La recherche du virus HHV-8 par PCR ou autres méthodes virologiques est systématique pour classifier précisément la forme multicentrique et adapter les traitements. Des nouveaux marqueurs biologiques, notamment des dosages d’interleukine-6, sont désormais utilisés pour affiner le diagnostic, favorisant un suivi plus personnalisé.
| Étape diagnostique | Objectif principal | Outils utilisés |
|---|---|---|
| Examen clinique | Identifier les ganglions palpables et évaluer l’état général | Palpation, interview patient |
| Analyses sanguines | Détecter inflammation, anémie, marqueurs spécifiques | Numération formule sanguine, dosage interleukine-6 |
| Imagerie médicale | Localiser et caractériser les masses lymphatiques | Scanner thoraco-abdomino-pelvien, TEP-scan |
| Biopsie ganglionnaire | Confirmation histologique et classification | Analyse anatomopathologique, PCR HHV-8 |
Traitements et prise en charge médicale de la maladie de Castleman : innovations et stratégies actuelles
Le traitement de la maladie de Castleman varie selon sa forme et son stade. Pour la forme unicentrique, la chirurgie constitue la méthode privilégiée et le plus souvent curative. L’ablation complète de la masse ganglionnaire est généralement suffisante, avec un pronostic excellent et un taux de guérison élevé.
En revanche, la forme multicentrique impose une approche thérapeutique plus nuancée, avec une combinaison de traitements susceptibles de contrôler la maladie inflammatoire et la prolifération cellulaire.
Thérapies ciblées et médicaments innovants
Le tocilizumab, un anticorps monoclonal ciblant le récepteur de l’interleukine-6, domine aujourd’hui la prise en charge des formes multicentriques. Cette thérapie permet de réduire efficacement l’inflammation et la progression de la maladie, améliorant significativement le confort et la qualité de vie des patients. Son utilisation doit être prescrite et suivie par un hématologue spécialisé, dans le cadre d’un suivi multidisciplinaire.
Le rituximab, particulièrement indiqué dans les cas associés au virus HHV-8, vient s’ajouter comme traitement de première ou deuxième intention, souvent en combinaison avec d’autres agents. L’usage prudent des corticoïdes persiste pour gérer les poussées inflammatoires aiguës mais doit rester limité pour éviter leurs effets indésirables prolongés.
Chirurgie et autres options thérapeutiques
La chirurgie intervient essentiellement dans la forme unicentrique, mais peut aussi jouer un rôle complémentaire dans le cadre de complications ou d’atteintes localisées sévères dans la forme multicentrique. Dans des situations plus extrêmes, la chimiothérapie peut être envisagée, notamment en cas de résistance aux traitements ciblés ou suspicion d’évolution vers un lymphome.

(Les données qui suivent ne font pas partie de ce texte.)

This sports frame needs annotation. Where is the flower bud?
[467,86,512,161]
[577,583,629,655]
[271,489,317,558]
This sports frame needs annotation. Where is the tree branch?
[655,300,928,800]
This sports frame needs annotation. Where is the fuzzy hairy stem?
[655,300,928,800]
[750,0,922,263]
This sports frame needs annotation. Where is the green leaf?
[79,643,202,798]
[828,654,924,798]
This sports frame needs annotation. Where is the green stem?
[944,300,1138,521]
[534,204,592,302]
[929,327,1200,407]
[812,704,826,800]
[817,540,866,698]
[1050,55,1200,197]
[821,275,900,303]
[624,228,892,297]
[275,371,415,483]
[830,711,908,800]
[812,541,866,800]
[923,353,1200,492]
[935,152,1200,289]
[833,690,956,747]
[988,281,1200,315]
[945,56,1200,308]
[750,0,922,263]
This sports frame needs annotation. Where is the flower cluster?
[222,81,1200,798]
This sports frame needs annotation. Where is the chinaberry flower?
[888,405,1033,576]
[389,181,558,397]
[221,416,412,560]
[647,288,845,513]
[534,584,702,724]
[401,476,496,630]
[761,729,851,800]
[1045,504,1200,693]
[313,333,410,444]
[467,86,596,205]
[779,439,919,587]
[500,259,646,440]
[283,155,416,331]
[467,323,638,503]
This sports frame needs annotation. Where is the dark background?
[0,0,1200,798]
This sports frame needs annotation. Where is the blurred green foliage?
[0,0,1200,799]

Suivi médical spécialisé et multidisciplinaire
La prise en charge de cette maladie rare nécessite un suivi régulier par une équipe médicale pluridisciplinaire composée d’hématologues, oncologues, chirurgiens et anatomopathologistes. Le suivi inclut régulièrement des examens d’imagerie et biologiques pour évaluer la réponse aux traitements et détecter d’éventuelles complications.
Les recommandations officielles, notamment celles publiées par la Haute Autorité de Santé, insistent sur la nécessité d’une prise en charge dans un centre expert et le recours à une stratégie thérapeutique adaptée intégrant les innovations récentes.